AMCS is an international association with members in many countries working in different situations such as at home, in the office or on the train for example. Leaving your devise unlocked can lead to data breaches and scam emails even if your device isn’t stolen.
- If at the office, always lock your device when not at your workstation.
- Make sure that portable devices such as laptops and smart phones have a lock setup.
- Never leave portable devices unattended in public.
- Be careful not to use unsecure public Wi-Fi systems when sending data, and also use encryption of files.
- Do NOT use an internet cafe computer to access AMCS systems since they might have key logging setup on them.
- If you use your smart phone for AMCS work then look into setting up remote wipe so that you can wipe the device remotely if it ever gets stolen.
- Remember, anything important or involving systematic personal data and particularly any special category information should only be on the AMCS GDPR compliant systems and NOT on personal devices.
Phishing and malware
Be aware of phishing emails. If you are ever asked by email or over the phone to login to an AMCS system then always go to that system in the normal way instead of clicking on an email link or giving login details over the phone. If ever in doubt about whether an AMCS communication is genuine simply contact the AMCS board (email@example.com).
Also be careful when installing freeware on your computer. Always check it is trusted before downloading since it could contain malware such as key logging. Always make sure your devices have good quality antivirus, antimalware software installed.
Always let the AMCS board know of anything suspicious so that they can warn other AMCS members and, if needed, suspend accounts whilst security is reasserted (firstname.lastname@example.org).
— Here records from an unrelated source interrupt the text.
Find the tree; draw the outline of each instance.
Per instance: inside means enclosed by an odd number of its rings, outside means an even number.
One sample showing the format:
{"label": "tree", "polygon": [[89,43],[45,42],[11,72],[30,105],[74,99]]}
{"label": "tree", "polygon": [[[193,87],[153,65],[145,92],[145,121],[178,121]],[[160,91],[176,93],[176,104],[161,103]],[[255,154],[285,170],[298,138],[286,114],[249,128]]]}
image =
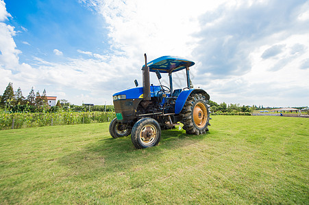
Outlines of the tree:
{"label": "tree", "polygon": [[223,108],[223,109],[227,109],[227,106],[226,103],[224,102],[222,102],[222,103],[221,103],[221,104],[220,104],[220,106],[222,107],[222,108]]}
{"label": "tree", "polygon": [[61,106],[60,100],[58,100],[57,101],[57,104],[55,105],[55,106],[59,107],[62,107]]}
{"label": "tree", "polygon": [[44,107],[49,107],[47,97],[46,96],[46,90],[44,89],[43,93],[42,94],[42,102]]}
{"label": "tree", "polygon": [[24,105],[25,104],[25,97],[23,96],[23,92],[19,87],[17,91],[15,92],[15,100],[16,105]]}
{"label": "tree", "polygon": [[10,82],[2,95],[1,105],[2,107],[14,105],[15,99],[13,90],[13,83]]}
{"label": "tree", "polygon": [[36,94],[34,94],[33,87],[32,87],[29,95],[27,96],[27,101],[29,105],[34,105],[36,104]]}

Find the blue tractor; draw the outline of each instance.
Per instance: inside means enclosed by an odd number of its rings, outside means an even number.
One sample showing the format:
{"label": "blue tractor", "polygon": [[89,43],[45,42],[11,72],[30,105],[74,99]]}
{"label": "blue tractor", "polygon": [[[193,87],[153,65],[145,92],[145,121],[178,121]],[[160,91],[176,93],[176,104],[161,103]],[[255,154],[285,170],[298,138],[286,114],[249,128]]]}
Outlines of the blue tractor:
{"label": "blue tractor", "polygon": [[[201,89],[193,89],[189,68],[193,62],[171,56],[162,56],[143,66],[143,87],[115,93],[113,103],[116,117],[110,122],[109,131],[114,138],[127,136],[134,146],[145,148],[156,146],[161,130],[175,128],[180,122],[188,134],[201,135],[208,131],[210,96]],[[185,69],[186,87],[173,89],[172,74]],[[150,85],[149,72],[156,72],[160,85]],[[162,85],[161,73],[169,74],[169,87]]]}

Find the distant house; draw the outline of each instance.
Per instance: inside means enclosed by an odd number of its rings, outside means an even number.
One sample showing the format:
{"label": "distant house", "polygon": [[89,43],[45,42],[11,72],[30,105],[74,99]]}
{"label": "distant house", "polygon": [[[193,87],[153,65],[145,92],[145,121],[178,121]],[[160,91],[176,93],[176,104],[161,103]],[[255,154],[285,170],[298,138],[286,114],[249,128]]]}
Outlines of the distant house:
{"label": "distant house", "polygon": [[47,102],[49,107],[55,106],[57,97],[55,96],[46,96],[47,98]]}
{"label": "distant house", "polygon": [[291,113],[291,112],[298,112],[299,109],[295,109],[295,108],[293,108],[293,107],[283,107],[283,108],[278,108],[278,109],[274,109],[273,110],[271,110],[273,112],[287,112],[287,113]]}
{"label": "distant house", "polygon": [[86,104],[86,103],[84,103],[83,104],[84,106],[94,106],[94,104]]}

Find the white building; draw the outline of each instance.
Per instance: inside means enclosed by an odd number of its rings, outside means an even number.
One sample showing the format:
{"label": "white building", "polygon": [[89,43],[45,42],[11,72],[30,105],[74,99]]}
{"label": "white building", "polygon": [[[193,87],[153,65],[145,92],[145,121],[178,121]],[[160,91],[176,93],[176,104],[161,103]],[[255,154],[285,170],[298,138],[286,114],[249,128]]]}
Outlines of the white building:
{"label": "white building", "polygon": [[55,106],[57,97],[46,96],[47,98],[47,102],[49,107]]}

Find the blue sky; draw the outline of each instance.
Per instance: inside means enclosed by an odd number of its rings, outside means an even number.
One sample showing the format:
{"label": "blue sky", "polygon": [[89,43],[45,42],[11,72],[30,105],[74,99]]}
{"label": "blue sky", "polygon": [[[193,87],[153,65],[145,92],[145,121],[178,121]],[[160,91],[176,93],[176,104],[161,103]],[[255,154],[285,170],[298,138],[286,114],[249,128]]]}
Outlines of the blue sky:
{"label": "blue sky", "polygon": [[219,103],[308,106],[308,34],[309,1],[0,0],[0,93],[110,105],[141,85],[147,53],[194,61]]}

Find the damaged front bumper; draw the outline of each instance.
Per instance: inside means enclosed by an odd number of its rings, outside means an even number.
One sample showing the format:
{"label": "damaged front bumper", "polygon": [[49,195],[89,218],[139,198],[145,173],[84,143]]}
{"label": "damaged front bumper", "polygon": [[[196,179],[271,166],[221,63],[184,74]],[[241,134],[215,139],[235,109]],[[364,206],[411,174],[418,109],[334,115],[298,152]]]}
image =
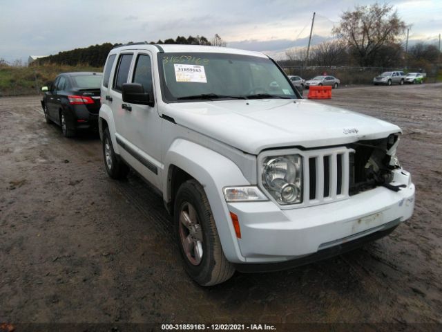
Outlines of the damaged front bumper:
{"label": "damaged front bumper", "polygon": [[[386,235],[389,229],[409,219],[414,207],[411,176],[402,169],[393,173],[392,183],[401,186],[398,192],[378,186],[343,201],[292,210],[281,210],[269,201],[229,203],[229,210],[241,222],[242,238],[238,241],[242,261],[257,266],[280,263],[283,266],[289,261],[306,260],[314,254],[315,260],[321,258],[321,252],[326,258],[330,251],[339,253],[336,249],[344,243],[374,233],[377,234],[365,239]],[[269,270],[272,268],[269,265]]]}

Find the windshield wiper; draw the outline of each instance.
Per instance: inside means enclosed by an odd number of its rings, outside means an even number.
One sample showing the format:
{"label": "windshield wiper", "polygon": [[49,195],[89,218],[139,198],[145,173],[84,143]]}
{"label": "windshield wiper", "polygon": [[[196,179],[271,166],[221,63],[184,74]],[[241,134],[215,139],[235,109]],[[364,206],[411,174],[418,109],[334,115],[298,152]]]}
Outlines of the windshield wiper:
{"label": "windshield wiper", "polygon": [[192,99],[202,99],[202,100],[212,100],[213,99],[222,99],[222,98],[246,99],[245,97],[242,95],[217,95],[215,93],[202,93],[200,95],[186,95],[184,97],[179,97],[177,99],[179,100],[192,100]]}
{"label": "windshield wiper", "polygon": [[291,97],[286,97],[280,95],[271,95],[269,93],[257,93],[256,95],[246,95],[247,99],[267,99],[267,98],[280,98],[280,99],[292,99]]}

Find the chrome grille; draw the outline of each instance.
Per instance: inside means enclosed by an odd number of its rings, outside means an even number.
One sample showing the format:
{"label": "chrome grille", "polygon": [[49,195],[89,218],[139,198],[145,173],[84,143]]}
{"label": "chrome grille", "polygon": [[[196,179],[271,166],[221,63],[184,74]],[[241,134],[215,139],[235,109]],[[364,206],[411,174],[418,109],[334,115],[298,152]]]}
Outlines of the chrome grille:
{"label": "chrome grille", "polygon": [[352,152],[354,150],[345,147],[301,151],[304,199],[300,208],[348,198]]}

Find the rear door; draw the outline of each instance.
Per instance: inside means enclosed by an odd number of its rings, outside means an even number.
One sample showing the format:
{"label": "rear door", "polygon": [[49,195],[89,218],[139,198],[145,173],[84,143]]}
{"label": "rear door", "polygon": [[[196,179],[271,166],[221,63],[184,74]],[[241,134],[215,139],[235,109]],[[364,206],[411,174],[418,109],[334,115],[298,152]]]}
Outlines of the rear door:
{"label": "rear door", "polygon": [[124,122],[126,113],[129,111],[123,107],[122,90],[123,83],[127,83],[129,77],[131,64],[133,58],[133,52],[124,52],[119,55],[117,66],[114,73],[112,87],[109,89],[109,97],[112,100],[112,113],[113,114],[117,137],[124,136],[124,133],[130,129],[126,128]]}

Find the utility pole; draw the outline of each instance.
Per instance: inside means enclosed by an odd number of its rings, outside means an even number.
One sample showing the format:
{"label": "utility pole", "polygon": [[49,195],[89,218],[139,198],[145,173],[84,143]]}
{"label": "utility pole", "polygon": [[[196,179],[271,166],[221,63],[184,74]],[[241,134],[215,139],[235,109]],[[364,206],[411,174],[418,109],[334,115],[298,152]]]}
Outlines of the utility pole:
{"label": "utility pole", "polygon": [[310,42],[311,42],[311,33],[313,33],[313,24],[315,23],[315,15],[313,13],[313,19],[311,19],[311,28],[310,28],[310,37],[309,37],[309,45],[307,46],[307,55],[305,56],[305,64],[304,66],[307,68],[307,62],[309,60],[309,50],[310,50]]}
{"label": "utility pole", "polygon": [[410,28],[407,29],[407,42],[405,42],[405,68],[408,68],[408,33]]}
{"label": "utility pole", "polygon": [[439,56],[437,57],[437,59],[439,60],[439,63],[441,62],[441,34],[439,33]]}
Never trust a sender’s name or email address in the “from” field in an email. You can always lookup the sender’s email address and ask them whether they sent an email you are not sure about. Never click a link or open an attachment on an email you don’t completely trust.
Bring your own device (BYOD)
AMCS is an international association and is largely decentralised. This means its members will be using devices not provided by AMCS to access AMCS systems. Using your own devices is very useful but also brings risks. Here are measures to take to minimise these risks:
- Use a supported operating system and web browser.
- Install all security updates to your operating system, web browser and other software.
- Install anti-virus software and use a device firewall, keep it updated and schedule regular scans.
- Never install pirated software or open attachments from sources you don’t know or trust.
- Schedule regular backups of all your files.
- Use different device accounts for different users of the same device.
- Use a strong password for locking your device and lock it when unattended.
- Don’t share USB devices.
- Consider encrypting your laptop or other portable device.
- Setup remote wipe facility on your device if used in public places.
- Always minimise storage of sensitive information on your device since if the data isn’t there to start with then it can’t end up in the wrong hands.
Consumer services such as Dropbox, Google Drive, Doodle Poll, SurveyMonkey and EventBrite are very useful but there are GDPR compliance issues with these services. In particular, such services should NOT be used for:
- Confidential data.
- Large volumes of personal data.
- Any amount of sensitive (special category) personal data.
Always report issues to the AMCS board as soon as possible so that any action needed can be taken quickly (email@example.com). This may prevent a data breach and AMCS being fined.
Thank you for looking over this training page, the AMCS board.